Son seul regret fut de ne pas avoir pu rencontrer son petit frère avant de partir. Un petit frère que son parrain appelait déjà Tournesol mais que ses parents nommeraient Ame, et qui à la grande surprise de tous -en plus du fait qu'il ne s'agissait pas à nouveau d'une fille- aurait les cheveux aussi lumineux que ceux de sa mère tout en étant le portrait craché de son père. Sa mère qu'elle regardait droit dans les yeux et qui n'arrivait à retenir ni ses larmes, ni sa fierté lorsqu'elle leur dit au revoir -jamais d'adieux-. Quand elle la prit dans ses bras, puis que son père les entoura des siens, et que bientôt toute sa grande famille rejoignit l'étreinte, Sora eut envie de rester, ne fut-ce qu'un peu plus. Mais elle sentit qu'il était temps de partir, pour mieux grandir et, inéluctablement, revenir.

A présent, le monde l'appelait, et Roronoa D. Sora était prête à répondre présente.

.

Kuina mettrait fin à la passation sanglante du titre de meilleur escrimeur dans la lignée de ce qu'avait créé son père, en faisant un summum à atteindre dans une vie et non plus à surpasser.

Umi en viendrait à connaître l'eau tant et si bien qu'elle comprendrait la voix de tous ses habitants, mais reviendrait toujours à la mer qui l'avait vue naître. Certains prétendent qu'elle était en fait une sirène.

Hela rassembla le travail de Robin et d'autres archéologues, pour ensuite partir à la rencontre de nombreuses populations, devenant au passage une diplomate hors pair, au point de se marier dans une famille royale. A plusieurs reprises.

Ame, lui, vint prêter main forte à sa sœur aînée dans son ambition de rendre ce monde meilleur. Il gravirait lui aussi les échelons de la Marine, et l'aiderait à gérer les changements d'un monde où l'égalité ne serait bientôt plus seulement une utopie, mais quelque chose de tangible, de réel.

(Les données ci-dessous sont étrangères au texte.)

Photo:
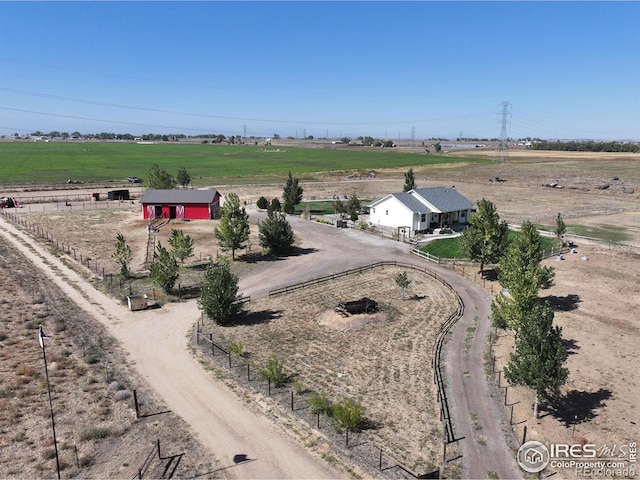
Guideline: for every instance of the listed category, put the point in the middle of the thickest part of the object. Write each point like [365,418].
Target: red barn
[182,204]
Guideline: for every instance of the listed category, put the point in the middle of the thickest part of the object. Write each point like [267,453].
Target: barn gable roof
[424,200]
[179,196]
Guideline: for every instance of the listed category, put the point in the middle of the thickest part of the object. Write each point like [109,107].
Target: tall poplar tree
[485,238]
[292,194]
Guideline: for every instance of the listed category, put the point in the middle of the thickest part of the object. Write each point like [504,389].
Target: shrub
[347,415]
[237,348]
[262,203]
[274,371]
[320,404]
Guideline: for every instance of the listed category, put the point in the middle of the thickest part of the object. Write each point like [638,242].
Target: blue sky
[385,69]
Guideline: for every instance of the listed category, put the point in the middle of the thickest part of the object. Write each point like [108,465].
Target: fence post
[135,403]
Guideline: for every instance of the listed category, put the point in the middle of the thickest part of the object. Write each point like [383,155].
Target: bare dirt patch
[97,430]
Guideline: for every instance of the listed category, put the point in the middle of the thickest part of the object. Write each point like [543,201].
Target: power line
[502,148]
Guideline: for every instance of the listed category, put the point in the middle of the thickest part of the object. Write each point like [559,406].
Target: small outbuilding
[180,204]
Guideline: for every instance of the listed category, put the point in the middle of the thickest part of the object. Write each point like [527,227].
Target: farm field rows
[596,300]
[90,162]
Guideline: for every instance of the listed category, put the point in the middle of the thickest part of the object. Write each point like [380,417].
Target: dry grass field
[382,359]
[597,304]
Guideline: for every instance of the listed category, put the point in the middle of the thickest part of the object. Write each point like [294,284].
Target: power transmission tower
[502,149]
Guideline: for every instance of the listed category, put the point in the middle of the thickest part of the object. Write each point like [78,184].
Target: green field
[99,162]
[450,247]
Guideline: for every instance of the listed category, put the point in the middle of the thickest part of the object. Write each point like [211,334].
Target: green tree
[403,281]
[183,177]
[219,298]
[353,207]
[181,245]
[539,357]
[233,232]
[561,229]
[339,206]
[292,194]
[262,203]
[122,255]
[164,270]
[347,416]
[274,371]
[159,179]
[409,181]
[485,238]
[275,234]
[275,205]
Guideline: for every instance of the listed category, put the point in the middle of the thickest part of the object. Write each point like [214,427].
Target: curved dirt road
[156,341]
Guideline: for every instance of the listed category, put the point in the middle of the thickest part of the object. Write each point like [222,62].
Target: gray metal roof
[179,197]
[444,199]
[411,202]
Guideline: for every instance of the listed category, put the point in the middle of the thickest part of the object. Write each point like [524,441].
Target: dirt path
[156,341]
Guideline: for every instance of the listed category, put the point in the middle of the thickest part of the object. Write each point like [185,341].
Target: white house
[419,209]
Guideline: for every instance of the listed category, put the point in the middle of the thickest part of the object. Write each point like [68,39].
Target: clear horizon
[329,69]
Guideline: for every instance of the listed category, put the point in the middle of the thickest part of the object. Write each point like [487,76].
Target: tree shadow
[577,406]
[369,424]
[570,345]
[563,304]
[257,318]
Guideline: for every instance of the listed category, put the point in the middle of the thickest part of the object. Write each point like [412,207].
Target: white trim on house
[420,209]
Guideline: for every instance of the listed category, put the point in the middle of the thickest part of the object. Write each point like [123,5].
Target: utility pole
[502,149]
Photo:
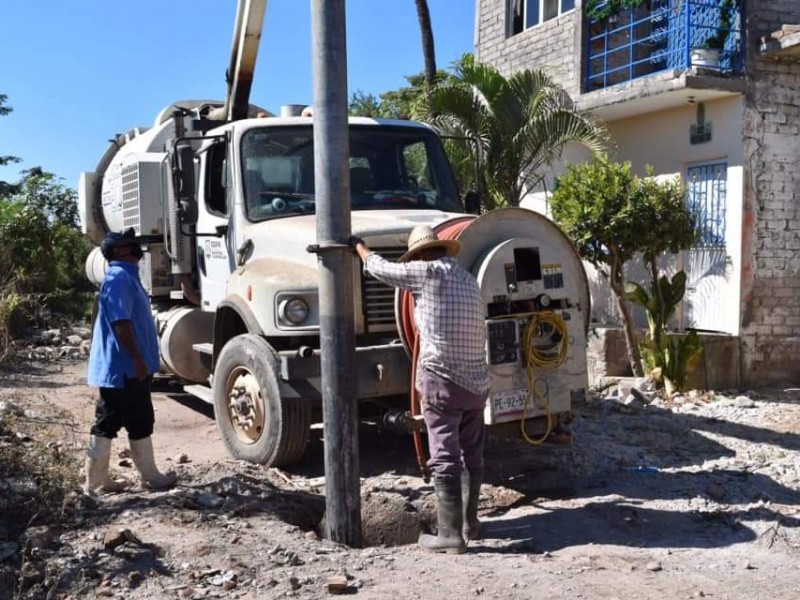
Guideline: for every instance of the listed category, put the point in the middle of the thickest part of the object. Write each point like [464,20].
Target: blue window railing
[664,35]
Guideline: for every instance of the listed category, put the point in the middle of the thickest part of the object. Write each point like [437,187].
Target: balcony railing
[661,35]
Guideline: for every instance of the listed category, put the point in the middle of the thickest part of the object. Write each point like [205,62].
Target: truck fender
[233,317]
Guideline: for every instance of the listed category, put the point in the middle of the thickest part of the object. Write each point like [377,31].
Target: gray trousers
[454,419]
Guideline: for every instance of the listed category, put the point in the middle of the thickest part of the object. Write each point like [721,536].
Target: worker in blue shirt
[122,361]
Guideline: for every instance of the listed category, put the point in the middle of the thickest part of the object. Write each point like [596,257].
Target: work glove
[353,241]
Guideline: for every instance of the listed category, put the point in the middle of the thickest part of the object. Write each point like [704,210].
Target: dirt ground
[698,497]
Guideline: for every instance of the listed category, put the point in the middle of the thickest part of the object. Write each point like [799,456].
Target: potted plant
[607,10]
[708,52]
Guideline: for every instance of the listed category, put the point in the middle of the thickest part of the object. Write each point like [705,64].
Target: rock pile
[64,343]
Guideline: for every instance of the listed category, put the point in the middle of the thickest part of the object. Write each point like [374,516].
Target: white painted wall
[662,140]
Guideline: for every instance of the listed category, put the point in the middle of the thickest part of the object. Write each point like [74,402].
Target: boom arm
[244,51]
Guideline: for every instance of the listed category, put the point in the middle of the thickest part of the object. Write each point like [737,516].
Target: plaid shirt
[449,314]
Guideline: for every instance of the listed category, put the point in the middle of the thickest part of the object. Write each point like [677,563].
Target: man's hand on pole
[359,246]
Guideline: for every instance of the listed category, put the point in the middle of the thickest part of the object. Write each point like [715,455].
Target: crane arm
[244,51]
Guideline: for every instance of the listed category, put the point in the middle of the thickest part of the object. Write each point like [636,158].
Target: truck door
[214,256]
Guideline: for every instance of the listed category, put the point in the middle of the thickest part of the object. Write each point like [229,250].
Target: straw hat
[423,237]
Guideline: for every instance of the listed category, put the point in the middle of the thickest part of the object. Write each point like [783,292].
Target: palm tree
[520,123]
[428,51]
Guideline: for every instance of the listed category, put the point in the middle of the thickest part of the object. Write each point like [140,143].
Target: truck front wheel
[255,423]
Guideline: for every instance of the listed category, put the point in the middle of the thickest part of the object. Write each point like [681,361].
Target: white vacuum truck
[221,195]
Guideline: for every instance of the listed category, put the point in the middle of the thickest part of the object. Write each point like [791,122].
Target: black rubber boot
[471,480]
[450,517]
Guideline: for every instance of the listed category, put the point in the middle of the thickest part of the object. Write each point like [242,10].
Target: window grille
[706,198]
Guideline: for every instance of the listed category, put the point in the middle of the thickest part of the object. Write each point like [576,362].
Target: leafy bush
[611,215]
[668,357]
[43,255]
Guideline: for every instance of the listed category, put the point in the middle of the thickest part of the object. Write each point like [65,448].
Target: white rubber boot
[97,458]
[142,453]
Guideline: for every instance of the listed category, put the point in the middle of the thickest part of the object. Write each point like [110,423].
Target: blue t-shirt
[122,298]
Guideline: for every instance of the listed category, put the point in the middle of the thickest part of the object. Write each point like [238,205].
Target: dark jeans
[456,432]
[130,407]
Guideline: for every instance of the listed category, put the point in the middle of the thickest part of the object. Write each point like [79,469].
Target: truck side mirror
[472,202]
[188,212]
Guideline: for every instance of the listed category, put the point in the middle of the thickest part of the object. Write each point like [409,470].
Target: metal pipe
[337,321]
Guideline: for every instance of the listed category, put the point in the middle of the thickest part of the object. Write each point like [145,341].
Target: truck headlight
[293,310]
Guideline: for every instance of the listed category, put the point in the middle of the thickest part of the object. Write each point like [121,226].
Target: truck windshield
[390,168]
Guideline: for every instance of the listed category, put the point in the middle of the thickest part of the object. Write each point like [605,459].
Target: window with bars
[524,14]
[706,197]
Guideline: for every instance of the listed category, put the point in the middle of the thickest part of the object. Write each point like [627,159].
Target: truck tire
[255,423]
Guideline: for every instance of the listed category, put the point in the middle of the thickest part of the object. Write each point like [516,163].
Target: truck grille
[130,197]
[378,298]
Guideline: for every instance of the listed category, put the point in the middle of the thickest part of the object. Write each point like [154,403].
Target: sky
[76,73]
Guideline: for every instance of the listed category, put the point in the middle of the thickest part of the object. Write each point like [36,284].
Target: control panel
[536,337]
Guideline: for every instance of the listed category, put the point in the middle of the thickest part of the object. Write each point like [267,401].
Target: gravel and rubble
[693,496]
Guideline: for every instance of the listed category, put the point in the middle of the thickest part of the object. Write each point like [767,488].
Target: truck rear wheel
[256,424]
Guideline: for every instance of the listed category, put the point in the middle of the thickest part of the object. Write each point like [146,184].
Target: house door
[707,264]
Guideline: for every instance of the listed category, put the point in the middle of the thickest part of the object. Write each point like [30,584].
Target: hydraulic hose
[449,230]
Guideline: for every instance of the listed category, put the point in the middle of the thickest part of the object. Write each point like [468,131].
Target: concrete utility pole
[337,327]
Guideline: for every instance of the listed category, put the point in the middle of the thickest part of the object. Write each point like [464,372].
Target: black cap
[113,238]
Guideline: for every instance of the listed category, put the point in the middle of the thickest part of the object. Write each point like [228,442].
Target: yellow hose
[544,324]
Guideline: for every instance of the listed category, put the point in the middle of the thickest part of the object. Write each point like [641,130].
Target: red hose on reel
[449,230]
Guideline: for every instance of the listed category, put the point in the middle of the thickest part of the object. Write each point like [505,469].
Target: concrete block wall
[770,332]
[552,46]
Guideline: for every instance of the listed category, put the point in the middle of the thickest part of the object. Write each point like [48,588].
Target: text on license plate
[509,402]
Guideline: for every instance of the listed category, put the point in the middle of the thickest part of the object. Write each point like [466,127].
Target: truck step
[200,391]
[204,348]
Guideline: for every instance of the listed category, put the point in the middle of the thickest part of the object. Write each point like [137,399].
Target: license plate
[512,401]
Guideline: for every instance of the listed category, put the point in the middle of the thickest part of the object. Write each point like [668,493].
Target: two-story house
[708,90]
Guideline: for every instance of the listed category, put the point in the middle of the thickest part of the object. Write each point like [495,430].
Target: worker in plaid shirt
[452,375]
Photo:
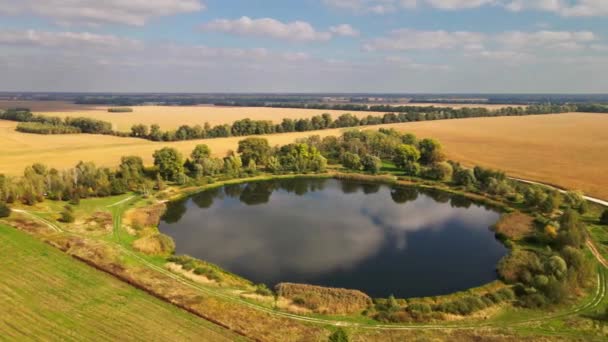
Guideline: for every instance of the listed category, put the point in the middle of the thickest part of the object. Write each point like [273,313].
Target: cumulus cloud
[344,30]
[579,8]
[66,39]
[408,39]
[132,12]
[546,39]
[267,27]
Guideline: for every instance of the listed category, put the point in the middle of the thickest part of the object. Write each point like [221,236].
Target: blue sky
[522,46]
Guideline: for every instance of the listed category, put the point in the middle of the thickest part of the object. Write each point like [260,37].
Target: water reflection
[372,237]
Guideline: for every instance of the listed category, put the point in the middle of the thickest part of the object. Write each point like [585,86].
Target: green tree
[199,153]
[155,133]
[604,218]
[339,335]
[351,161]
[140,131]
[464,177]
[169,162]
[371,164]
[67,215]
[440,171]
[5,211]
[256,149]
[406,158]
[430,152]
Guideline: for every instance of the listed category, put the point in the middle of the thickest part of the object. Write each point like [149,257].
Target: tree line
[539,276]
[246,127]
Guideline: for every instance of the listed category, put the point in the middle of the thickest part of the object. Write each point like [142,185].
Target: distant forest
[278,99]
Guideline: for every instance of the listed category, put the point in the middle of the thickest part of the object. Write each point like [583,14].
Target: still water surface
[379,239]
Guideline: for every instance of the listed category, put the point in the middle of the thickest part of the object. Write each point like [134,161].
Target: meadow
[567,150]
[82,303]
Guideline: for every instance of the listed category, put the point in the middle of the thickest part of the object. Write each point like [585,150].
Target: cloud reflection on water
[313,234]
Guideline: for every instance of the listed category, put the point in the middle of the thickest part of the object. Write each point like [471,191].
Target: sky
[397,46]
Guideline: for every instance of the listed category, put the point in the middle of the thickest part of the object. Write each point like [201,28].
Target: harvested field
[171,117]
[567,150]
[47,295]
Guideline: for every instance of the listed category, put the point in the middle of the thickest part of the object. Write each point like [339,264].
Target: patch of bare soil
[515,226]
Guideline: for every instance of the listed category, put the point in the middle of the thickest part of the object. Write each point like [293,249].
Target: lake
[376,238]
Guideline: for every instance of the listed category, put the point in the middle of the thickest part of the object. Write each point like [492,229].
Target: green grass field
[47,295]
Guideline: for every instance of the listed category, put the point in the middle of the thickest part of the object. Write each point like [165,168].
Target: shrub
[263,290]
[325,299]
[120,110]
[67,215]
[351,161]
[604,218]
[371,164]
[339,335]
[419,308]
[5,211]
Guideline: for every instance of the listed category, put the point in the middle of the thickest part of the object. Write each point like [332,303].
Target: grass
[223,305]
[47,295]
[566,149]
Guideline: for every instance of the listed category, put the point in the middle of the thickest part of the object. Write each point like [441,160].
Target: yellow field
[565,149]
[171,117]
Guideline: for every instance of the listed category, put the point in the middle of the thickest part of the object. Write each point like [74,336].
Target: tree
[256,149]
[339,335]
[406,157]
[371,164]
[5,211]
[464,177]
[199,153]
[430,152]
[351,161]
[155,133]
[67,215]
[604,218]
[140,131]
[169,162]
[440,171]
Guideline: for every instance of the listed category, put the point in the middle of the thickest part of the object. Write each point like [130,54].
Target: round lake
[379,239]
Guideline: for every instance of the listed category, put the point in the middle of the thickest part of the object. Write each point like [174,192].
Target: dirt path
[117,210]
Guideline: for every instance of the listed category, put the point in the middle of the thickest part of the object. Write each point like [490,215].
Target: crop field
[171,117]
[567,150]
[82,303]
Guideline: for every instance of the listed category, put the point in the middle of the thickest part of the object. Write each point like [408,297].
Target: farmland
[55,296]
[171,117]
[566,149]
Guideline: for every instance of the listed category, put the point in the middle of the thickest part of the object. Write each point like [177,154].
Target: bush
[67,215]
[604,218]
[339,335]
[120,110]
[371,164]
[263,290]
[351,161]
[5,211]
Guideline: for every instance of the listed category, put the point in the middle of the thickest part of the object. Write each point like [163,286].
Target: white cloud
[268,27]
[129,12]
[407,39]
[578,8]
[66,39]
[564,40]
[458,4]
[567,8]
[408,63]
[344,30]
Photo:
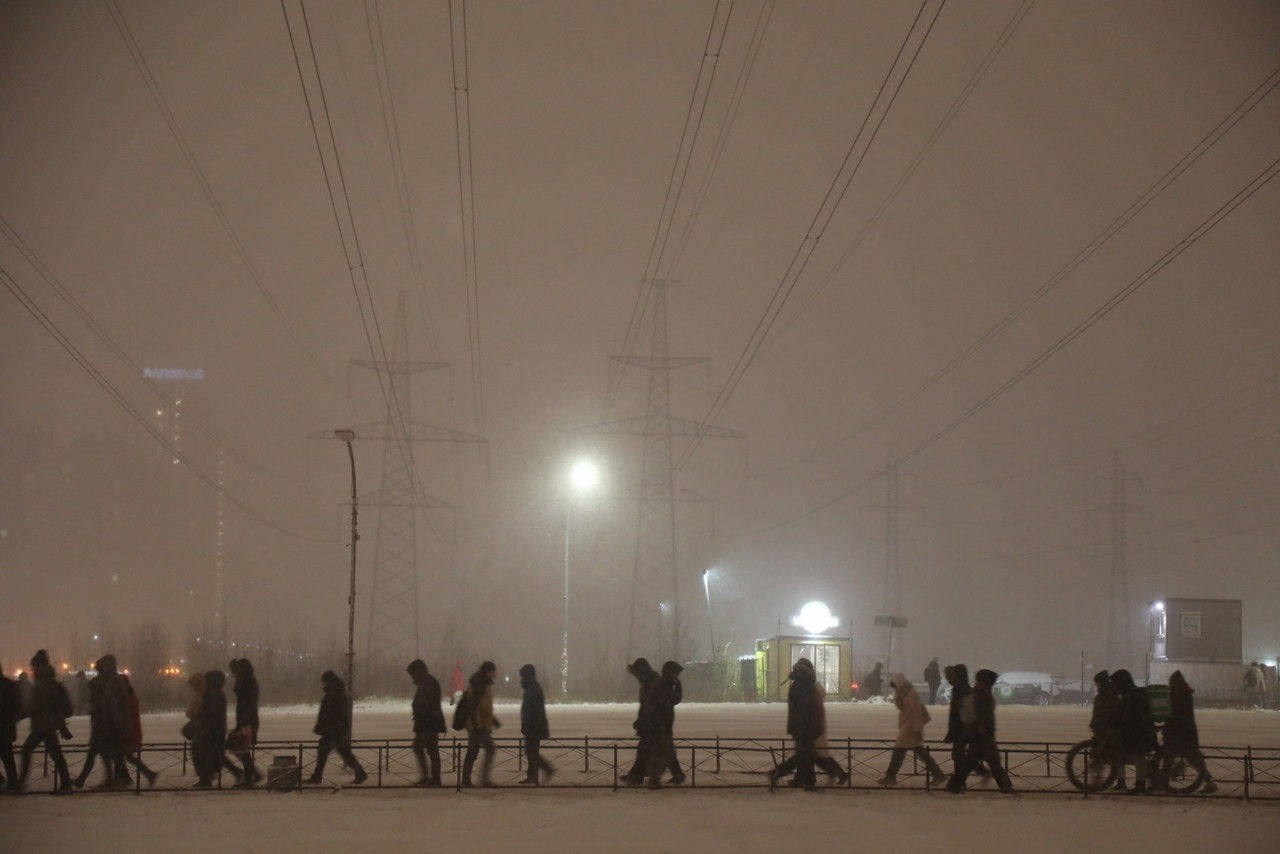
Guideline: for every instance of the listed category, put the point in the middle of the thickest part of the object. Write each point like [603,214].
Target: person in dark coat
[333,726]
[533,725]
[933,679]
[243,738]
[109,725]
[804,726]
[209,730]
[428,722]
[978,718]
[49,708]
[1136,733]
[480,724]
[645,676]
[10,711]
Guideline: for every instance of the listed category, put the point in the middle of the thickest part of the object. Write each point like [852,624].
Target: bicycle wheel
[1178,773]
[1087,770]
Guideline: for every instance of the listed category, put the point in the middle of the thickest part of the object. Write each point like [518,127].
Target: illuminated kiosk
[831,657]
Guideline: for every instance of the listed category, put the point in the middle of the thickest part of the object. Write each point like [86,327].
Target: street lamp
[584,476]
[350,437]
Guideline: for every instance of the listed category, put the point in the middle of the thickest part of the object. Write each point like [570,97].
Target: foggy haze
[576,112]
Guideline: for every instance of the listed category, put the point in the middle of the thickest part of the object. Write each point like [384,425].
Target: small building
[831,657]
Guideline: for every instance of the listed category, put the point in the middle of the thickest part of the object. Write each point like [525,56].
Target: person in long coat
[428,722]
[912,717]
[534,726]
[333,726]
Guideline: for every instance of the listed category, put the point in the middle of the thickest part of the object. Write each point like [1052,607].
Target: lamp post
[350,437]
[583,476]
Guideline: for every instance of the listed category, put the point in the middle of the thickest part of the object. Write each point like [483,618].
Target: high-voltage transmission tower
[393,620]
[654,628]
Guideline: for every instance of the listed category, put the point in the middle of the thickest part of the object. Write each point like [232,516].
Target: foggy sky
[576,113]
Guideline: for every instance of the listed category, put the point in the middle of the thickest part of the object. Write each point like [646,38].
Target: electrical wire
[115,394]
[246,260]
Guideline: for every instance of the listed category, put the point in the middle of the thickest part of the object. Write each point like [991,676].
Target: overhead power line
[1098,241]
[122,401]
[1192,237]
[908,51]
[246,260]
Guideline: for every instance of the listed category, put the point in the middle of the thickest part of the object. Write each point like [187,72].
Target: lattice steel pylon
[656,624]
[393,617]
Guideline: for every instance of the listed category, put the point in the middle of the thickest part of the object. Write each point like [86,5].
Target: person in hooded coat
[533,725]
[480,724]
[243,738]
[933,679]
[428,722]
[644,724]
[978,718]
[49,708]
[1180,731]
[333,726]
[10,712]
[912,717]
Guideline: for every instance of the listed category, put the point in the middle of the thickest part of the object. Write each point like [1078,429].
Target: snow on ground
[702,821]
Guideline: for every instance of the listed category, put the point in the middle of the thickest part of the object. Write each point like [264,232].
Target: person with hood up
[1134,730]
[10,712]
[912,717]
[533,725]
[805,725]
[933,679]
[333,726]
[428,722]
[978,718]
[1182,733]
[109,725]
[209,731]
[49,708]
[480,722]
[644,724]
[243,738]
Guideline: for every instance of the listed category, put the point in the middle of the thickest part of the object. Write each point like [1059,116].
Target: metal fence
[593,762]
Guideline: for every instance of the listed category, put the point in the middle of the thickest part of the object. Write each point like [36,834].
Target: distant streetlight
[584,478]
[348,437]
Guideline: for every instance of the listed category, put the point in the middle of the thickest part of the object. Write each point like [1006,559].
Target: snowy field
[699,820]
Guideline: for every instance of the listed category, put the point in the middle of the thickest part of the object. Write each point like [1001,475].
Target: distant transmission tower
[393,621]
[654,628]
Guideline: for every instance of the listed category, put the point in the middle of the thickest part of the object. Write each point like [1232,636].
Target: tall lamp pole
[350,437]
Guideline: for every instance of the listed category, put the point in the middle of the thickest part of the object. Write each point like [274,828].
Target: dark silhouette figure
[933,679]
[644,724]
[243,738]
[333,726]
[978,718]
[428,722]
[533,725]
[480,722]
[49,708]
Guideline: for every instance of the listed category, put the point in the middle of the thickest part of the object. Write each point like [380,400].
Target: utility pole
[394,620]
[654,626]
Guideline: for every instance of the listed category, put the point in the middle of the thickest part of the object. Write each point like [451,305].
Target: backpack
[462,711]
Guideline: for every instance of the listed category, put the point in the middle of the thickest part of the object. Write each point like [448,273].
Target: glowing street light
[584,476]
[814,617]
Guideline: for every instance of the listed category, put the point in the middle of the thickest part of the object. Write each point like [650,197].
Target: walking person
[49,708]
[912,717]
[333,726]
[533,726]
[645,676]
[428,722]
[933,679]
[978,718]
[1180,733]
[480,722]
[243,738]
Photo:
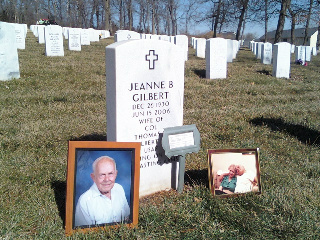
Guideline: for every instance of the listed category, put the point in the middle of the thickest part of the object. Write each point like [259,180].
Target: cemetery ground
[63,98]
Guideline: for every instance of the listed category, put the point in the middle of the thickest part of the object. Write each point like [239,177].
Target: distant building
[298,36]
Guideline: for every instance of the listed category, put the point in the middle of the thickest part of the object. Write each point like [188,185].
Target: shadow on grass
[90,137]
[200,73]
[196,177]
[59,188]
[266,72]
[303,134]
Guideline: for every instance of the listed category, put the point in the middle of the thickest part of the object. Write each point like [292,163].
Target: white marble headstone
[201,47]
[9,62]
[266,53]
[41,38]
[65,32]
[20,35]
[85,37]
[182,41]
[94,35]
[216,58]
[258,52]
[54,40]
[308,53]
[281,60]
[300,54]
[122,35]
[145,87]
[229,50]
[314,51]
[74,39]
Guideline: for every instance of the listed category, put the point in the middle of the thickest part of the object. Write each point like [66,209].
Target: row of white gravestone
[304,53]
[179,40]
[145,91]
[280,55]
[9,62]
[199,44]
[217,52]
[52,36]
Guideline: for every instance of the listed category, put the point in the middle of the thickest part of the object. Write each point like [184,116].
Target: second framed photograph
[102,184]
[234,171]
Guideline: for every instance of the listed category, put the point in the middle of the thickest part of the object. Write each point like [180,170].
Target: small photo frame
[102,185]
[234,172]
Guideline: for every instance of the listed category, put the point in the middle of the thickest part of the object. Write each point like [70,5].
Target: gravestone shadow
[90,137]
[59,188]
[196,177]
[304,134]
[201,73]
[266,72]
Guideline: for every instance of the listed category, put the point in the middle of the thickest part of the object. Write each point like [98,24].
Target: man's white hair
[94,164]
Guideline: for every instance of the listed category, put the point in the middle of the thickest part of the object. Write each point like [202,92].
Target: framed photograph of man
[233,172]
[102,185]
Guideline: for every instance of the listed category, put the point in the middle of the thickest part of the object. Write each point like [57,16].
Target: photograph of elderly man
[105,201]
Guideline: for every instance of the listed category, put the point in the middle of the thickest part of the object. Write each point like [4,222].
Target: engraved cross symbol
[152,57]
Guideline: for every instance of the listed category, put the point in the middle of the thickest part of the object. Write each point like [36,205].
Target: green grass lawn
[63,98]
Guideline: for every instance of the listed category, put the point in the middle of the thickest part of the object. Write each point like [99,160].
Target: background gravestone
[54,40]
[85,37]
[300,54]
[216,58]
[20,35]
[201,47]
[229,50]
[266,53]
[182,41]
[281,60]
[9,62]
[41,37]
[145,87]
[74,42]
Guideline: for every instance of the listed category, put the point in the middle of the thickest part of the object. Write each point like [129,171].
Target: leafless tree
[285,4]
[307,23]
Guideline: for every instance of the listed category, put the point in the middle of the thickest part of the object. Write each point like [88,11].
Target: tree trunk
[217,20]
[153,17]
[305,39]
[241,19]
[266,18]
[285,4]
[293,26]
[107,14]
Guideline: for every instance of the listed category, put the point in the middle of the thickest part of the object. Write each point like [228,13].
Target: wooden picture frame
[245,165]
[81,155]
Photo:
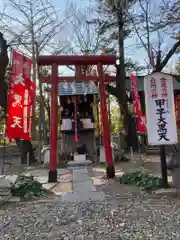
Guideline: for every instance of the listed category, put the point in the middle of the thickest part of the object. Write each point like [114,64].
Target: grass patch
[143,180]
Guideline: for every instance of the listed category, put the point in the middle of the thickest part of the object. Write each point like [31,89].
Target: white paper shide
[160,113]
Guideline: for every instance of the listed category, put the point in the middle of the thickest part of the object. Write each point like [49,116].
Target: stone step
[80,157]
[79,163]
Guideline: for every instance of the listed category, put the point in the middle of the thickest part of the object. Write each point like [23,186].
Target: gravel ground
[120,218]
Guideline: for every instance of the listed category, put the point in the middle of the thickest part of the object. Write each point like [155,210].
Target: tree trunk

Sora, elle, deviendrait un jour Amiral Commandant en Chef, et le resterait longtemps. Mais d'abord, elle allait chambouler la vie du futur Vice-Amiral Coby, et devenir le cauchemar de ses supérieurs. Et toujours, jusqu'à la fin, elle resterait l'héritière du Dernier Roi des Pirates.

Quant à Sanji et Zoro ?

.

« Tu le crois toi » murmura-t-elle contre son cœur, blottie dans son étreinte, « qu'au final, on pourra peut-être faire de vieux os paisiblement, après tout ce qu'on aura vécu ? »

Zoro éclata d'un rire qui fit vibrer sa poitrine sous son oreille, et fit sourire Sanji.

« Qui l'eut cru… »


.


AN : Et voilà…

Il faut bien que je finisse quelque part, même si maintenant j'ai envie de raconter l'histoire des gamins, de ce qu'il se passe pendant leurs enfances (avec le One Piece et tout ça…) jusqu'à ce qu'ils deviennent adultes. Et je crois que j'aurais pu écrire trois chapitres sur l'équipage qui devient parents, au moins ! ça a beau être du pur cliché, c'est assez agréable à écrire finalement…

N'empêche, pour un one-shot PWP, cette fic m'a bien eue haha.

Je la mets donc comme complète, mais si jamais les enfants vous intriguent et continuent à m'inspirer, qui sait… J'hésite aussi à faire un autre AU de cette version de Sanji et Zoro, et bien d'autres encore… Aaaah c'est sans fin en fait !

(Pour info: Umi=océan, Hela= version de Hel la déesse nordique des morts, Ame= pluie. Pour vous donner une idée (un peu tirée par les cheveux) de l'avenir des mioches.)

(Pour info bis: oui, je voulais qu'ils aient plein de gosses. Mouahaha.)

Encore mille fois merci à vous tous de m'avoir lue et soutenue. J'espère avoir pu vous changer les idées le temps de quelques chapitres et vous souhaite un bon vent dans vos voiles!